The crew is a busy foursome: Proverb, 2Edge and Versal create lyrics, while Morphiziz DJs and combines with Proverb on production. Collectively through their hip-hop, and individually through their various leadership involvements, they reach out to youth with the Gospel.
In a case of album art reflecting aural content, visual motifs of futuristic exploration, far-out journeys and spacescapes evident throughout the liner notes are quite appropriate to the feel of the album. It’s a vibe which, while branded with creative future-sounds, remains tethered to East coast hip-hop roots.
“I Don’t Care” is a blunt charge affirming 1Way’s absolute priority in praising God, come what may. In a creative vein, flowing rhymes are laid over samples of ‘tortured howling’. It’s unique, it works, and it serves to emphasize that nothing (even torture) will prevent them from giving up God his due praise:
“We gonna praise Him with our hands,
pushing in the air
You don’t like it?
so what, I don’t care”
—I Don't Care
Another bold cut is the nautical-themed “Waves”, with viola, violin and bells on the instrumental track, Morphiziz spinning crazy scratches, along with some medieval-sounding female vocals on the chorus, rather reminiscent of the soundtrack from the original Star Trek TV series.
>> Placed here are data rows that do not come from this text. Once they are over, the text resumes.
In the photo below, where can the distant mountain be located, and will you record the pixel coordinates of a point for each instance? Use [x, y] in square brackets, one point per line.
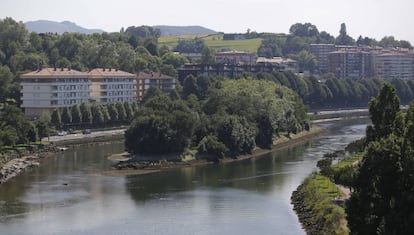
[46, 26]
[183, 30]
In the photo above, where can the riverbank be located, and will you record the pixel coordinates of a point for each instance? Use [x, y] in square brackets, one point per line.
[14, 166]
[319, 205]
[11, 167]
[141, 166]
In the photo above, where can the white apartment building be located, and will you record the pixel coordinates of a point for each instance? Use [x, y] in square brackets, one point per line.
[112, 86]
[145, 80]
[50, 88]
[235, 58]
[394, 65]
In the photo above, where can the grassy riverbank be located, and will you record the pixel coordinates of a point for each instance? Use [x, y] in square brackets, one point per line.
[139, 166]
[319, 206]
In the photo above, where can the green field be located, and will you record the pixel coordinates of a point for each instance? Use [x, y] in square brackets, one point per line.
[215, 42]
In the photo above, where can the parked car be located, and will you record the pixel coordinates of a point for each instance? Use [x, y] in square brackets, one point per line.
[62, 133]
[86, 132]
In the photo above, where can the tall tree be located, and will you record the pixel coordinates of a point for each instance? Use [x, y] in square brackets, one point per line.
[76, 114]
[383, 111]
[66, 115]
[344, 38]
[86, 113]
[56, 119]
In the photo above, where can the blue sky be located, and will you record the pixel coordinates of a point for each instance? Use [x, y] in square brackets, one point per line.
[373, 18]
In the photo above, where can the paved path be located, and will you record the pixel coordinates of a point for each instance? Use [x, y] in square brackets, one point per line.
[93, 134]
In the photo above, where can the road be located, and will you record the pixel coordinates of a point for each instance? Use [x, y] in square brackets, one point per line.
[93, 134]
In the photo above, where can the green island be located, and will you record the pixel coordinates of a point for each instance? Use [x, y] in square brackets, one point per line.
[224, 120]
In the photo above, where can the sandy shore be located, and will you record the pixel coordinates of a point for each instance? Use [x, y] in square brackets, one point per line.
[149, 168]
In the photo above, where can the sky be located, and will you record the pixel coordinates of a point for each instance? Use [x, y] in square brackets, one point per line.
[371, 18]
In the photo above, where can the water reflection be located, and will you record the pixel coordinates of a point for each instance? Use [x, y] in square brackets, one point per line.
[69, 195]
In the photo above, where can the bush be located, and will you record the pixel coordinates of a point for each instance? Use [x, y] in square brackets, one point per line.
[212, 146]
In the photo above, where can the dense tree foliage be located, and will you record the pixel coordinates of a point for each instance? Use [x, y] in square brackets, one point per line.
[218, 117]
[382, 200]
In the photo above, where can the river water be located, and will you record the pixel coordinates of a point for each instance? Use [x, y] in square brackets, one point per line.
[68, 194]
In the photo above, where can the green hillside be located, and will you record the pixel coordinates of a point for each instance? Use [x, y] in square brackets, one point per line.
[215, 42]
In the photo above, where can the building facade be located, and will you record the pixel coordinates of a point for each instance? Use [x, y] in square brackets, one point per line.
[235, 58]
[284, 64]
[394, 65]
[321, 52]
[50, 88]
[112, 86]
[145, 80]
[351, 63]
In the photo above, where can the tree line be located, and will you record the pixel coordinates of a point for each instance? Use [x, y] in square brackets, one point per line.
[216, 117]
[382, 180]
[327, 91]
[383, 186]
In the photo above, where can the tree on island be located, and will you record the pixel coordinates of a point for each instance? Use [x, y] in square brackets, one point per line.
[383, 199]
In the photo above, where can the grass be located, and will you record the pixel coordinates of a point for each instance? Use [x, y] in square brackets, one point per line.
[326, 187]
[215, 42]
[313, 201]
[351, 160]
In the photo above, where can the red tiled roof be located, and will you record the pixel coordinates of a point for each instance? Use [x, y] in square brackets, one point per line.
[101, 72]
[52, 72]
[152, 75]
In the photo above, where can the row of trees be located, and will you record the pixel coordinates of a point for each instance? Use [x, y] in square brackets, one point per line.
[16, 129]
[86, 115]
[383, 187]
[329, 92]
[228, 118]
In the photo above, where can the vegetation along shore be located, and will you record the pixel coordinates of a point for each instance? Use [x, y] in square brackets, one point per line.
[377, 176]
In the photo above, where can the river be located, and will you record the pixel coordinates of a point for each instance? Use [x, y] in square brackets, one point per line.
[68, 194]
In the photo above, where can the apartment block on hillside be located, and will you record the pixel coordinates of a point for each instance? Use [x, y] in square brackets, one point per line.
[235, 58]
[321, 52]
[112, 86]
[50, 88]
[145, 80]
[351, 63]
[394, 65]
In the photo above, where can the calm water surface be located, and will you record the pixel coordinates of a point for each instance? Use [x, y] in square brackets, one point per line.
[68, 194]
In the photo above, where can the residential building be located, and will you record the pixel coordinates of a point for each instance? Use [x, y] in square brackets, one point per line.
[284, 64]
[394, 65]
[193, 57]
[321, 52]
[225, 70]
[351, 63]
[235, 58]
[50, 88]
[234, 36]
[145, 80]
[112, 86]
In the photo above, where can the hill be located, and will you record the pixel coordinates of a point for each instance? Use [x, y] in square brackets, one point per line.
[183, 30]
[46, 26]
[215, 42]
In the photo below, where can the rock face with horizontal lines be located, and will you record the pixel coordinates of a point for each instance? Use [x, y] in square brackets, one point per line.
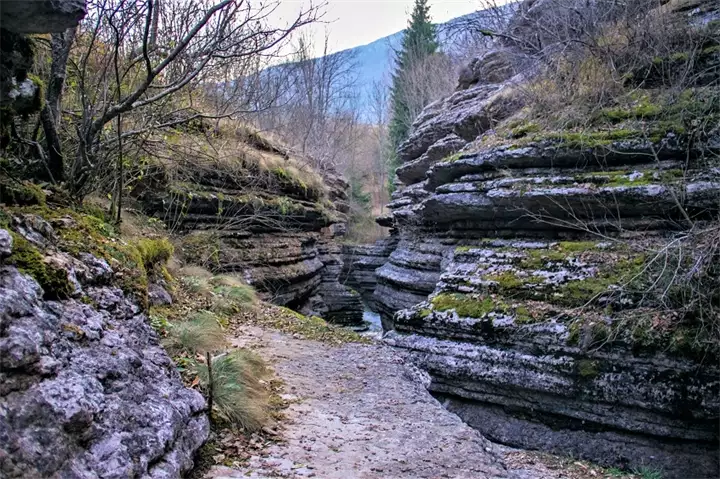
[281, 234]
[524, 272]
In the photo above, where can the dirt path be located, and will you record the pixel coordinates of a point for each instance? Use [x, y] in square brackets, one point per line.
[358, 413]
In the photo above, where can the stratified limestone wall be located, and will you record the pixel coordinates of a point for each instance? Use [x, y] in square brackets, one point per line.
[361, 263]
[533, 328]
[282, 237]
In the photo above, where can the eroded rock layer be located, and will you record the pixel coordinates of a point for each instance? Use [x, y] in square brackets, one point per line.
[360, 263]
[279, 233]
[526, 272]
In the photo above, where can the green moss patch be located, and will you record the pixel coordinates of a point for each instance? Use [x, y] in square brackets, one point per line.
[28, 259]
[82, 233]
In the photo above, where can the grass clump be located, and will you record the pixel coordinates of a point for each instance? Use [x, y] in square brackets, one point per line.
[467, 306]
[155, 252]
[239, 395]
[21, 193]
[200, 334]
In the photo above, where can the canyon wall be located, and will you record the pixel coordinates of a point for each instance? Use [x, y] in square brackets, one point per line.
[268, 225]
[523, 272]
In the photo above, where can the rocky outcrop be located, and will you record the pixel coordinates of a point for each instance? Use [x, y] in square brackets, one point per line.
[523, 276]
[360, 263]
[280, 233]
[87, 390]
[19, 93]
[40, 16]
It’s Jesus who steps in and brings us through the waves.
The string-flava’d sounds spill over into “Plasmatic Path”, which carries the straight-up Gospel message. The crew tackles the issue of Gospel hip-hop criticism (which comes from the realms of both church and world) on the syncopated “Don’t Doubt the Skillz”, pointing out that the crucial issue is ministry and anointed lyrics. These cats have no need to justify on their beats and flows, as these speak for themselves. Hot.
And don’t skip over the “I Am” interlude which is anything but. It’s a worshipful, echo-filled meditation on the names of God with a relevant wind sound effect loop.
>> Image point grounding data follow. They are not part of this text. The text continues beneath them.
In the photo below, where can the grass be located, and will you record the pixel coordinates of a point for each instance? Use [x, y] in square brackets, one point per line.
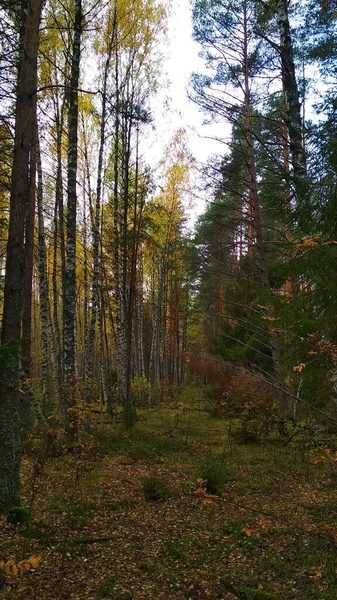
[263, 535]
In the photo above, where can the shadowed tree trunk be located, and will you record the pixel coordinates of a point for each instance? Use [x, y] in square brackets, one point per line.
[10, 407]
[69, 291]
[292, 103]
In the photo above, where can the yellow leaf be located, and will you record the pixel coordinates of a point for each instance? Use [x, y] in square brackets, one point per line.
[299, 368]
[35, 560]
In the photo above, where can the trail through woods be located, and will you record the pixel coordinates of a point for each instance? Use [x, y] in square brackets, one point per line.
[270, 532]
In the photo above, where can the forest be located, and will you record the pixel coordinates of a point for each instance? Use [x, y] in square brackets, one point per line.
[168, 385]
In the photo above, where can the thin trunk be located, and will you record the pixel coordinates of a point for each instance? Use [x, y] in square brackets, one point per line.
[293, 107]
[69, 291]
[253, 194]
[47, 334]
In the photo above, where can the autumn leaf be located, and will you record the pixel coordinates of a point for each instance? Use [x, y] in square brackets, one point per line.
[299, 368]
[12, 568]
[250, 532]
[270, 318]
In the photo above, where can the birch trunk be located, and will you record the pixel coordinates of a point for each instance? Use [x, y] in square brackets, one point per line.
[47, 334]
[69, 291]
[96, 222]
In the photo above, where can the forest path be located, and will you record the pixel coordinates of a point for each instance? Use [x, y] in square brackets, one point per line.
[272, 529]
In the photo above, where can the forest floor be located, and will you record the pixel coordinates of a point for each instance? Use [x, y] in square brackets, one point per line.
[270, 534]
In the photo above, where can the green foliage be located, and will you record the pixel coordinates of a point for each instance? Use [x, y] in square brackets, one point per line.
[155, 488]
[213, 473]
[18, 515]
[248, 432]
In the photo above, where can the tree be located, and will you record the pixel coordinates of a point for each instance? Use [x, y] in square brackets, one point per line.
[10, 402]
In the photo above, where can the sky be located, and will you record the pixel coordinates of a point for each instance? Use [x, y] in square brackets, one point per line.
[171, 107]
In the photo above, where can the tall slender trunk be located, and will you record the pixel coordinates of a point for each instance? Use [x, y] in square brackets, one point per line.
[287, 205]
[69, 291]
[96, 222]
[47, 334]
[293, 107]
[10, 409]
[253, 194]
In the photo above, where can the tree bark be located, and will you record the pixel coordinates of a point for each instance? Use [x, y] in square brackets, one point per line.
[10, 409]
[69, 291]
[293, 107]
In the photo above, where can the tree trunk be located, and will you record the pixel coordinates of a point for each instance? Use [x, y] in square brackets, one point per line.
[10, 409]
[47, 334]
[69, 291]
[293, 108]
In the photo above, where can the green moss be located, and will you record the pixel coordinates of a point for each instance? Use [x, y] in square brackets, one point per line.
[155, 488]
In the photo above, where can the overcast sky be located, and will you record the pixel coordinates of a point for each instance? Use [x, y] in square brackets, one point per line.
[171, 107]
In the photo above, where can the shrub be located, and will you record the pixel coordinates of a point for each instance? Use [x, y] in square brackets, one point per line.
[214, 473]
[155, 488]
[249, 432]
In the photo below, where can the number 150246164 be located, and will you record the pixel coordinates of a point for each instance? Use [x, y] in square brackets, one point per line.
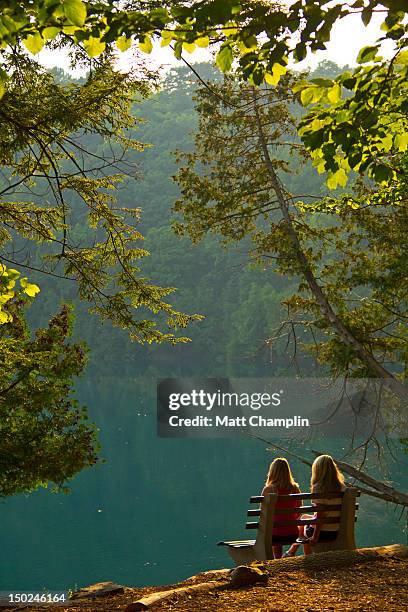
[32, 597]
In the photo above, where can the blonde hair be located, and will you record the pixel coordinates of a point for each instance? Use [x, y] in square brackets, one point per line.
[326, 476]
[280, 476]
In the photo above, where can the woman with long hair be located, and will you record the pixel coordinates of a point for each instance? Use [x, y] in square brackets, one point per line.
[280, 480]
[326, 478]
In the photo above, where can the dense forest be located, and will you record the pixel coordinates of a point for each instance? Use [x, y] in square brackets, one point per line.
[241, 302]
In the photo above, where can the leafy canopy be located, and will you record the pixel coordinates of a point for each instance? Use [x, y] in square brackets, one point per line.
[263, 36]
[44, 435]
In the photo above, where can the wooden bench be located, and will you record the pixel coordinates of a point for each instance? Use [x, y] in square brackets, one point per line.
[245, 551]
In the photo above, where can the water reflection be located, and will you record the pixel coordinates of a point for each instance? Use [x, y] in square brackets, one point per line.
[153, 512]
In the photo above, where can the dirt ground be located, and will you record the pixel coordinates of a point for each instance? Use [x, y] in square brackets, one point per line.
[381, 584]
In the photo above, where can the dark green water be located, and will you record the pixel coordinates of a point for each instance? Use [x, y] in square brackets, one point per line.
[154, 511]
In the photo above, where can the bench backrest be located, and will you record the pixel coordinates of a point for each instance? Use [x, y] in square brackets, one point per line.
[268, 511]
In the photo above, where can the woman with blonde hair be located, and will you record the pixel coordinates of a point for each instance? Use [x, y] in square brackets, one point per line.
[326, 478]
[280, 480]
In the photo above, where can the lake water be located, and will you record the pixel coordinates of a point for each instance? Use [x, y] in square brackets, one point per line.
[154, 511]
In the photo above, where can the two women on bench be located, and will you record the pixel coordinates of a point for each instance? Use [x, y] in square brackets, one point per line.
[326, 478]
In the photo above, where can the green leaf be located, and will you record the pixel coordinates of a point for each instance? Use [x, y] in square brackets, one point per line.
[337, 178]
[366, 15]
[307, 95]
[334, 94]
[34, 43]
[189, 47]
[94, 46]
[203, 42]
[224, 58]
[401, 141]
[29, 288]
[123, 43]
[271, 79]
[50, 33]
[146, 44]
[75, 12]
[367, 54]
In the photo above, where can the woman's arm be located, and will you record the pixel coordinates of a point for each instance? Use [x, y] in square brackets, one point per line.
[267, 489]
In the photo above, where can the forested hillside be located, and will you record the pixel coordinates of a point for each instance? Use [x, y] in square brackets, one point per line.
[241, 303]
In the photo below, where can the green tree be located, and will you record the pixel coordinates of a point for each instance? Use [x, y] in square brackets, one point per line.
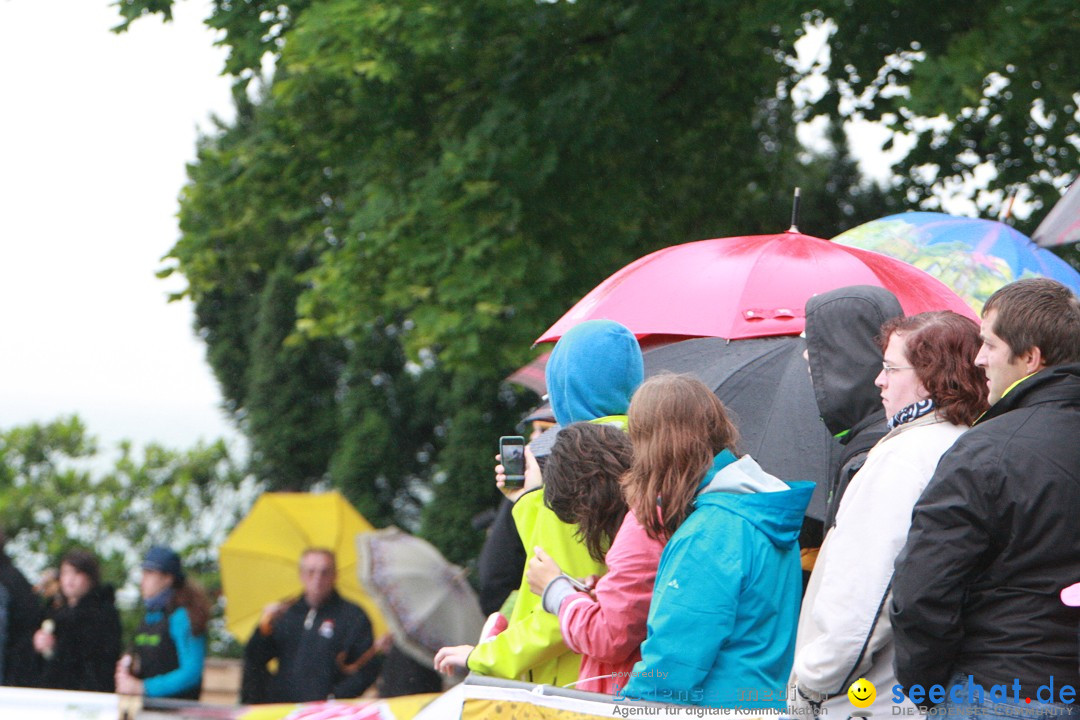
[460, 174]
[57, 492]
1Way define their album title, Souljourn, as “the spiritual, moral, emotional, essence of man traveling from one place to another”. It’s a clever reference to both “soul journey” (the journey of the soul in Christ) and to “sojourn” (to reside somewhere temporarily, i.e. in Jesus Christ, we ‘sojourn’ in this world, as we are, in fact, citizens of heaven).
The album too, is a journey, and one worth taking, as 1Way paints a refreshing hip-hop landscape brilliant in hopeful, scriptural and street-lingo-laced imagery, and pulsating with a fantastic phat factor.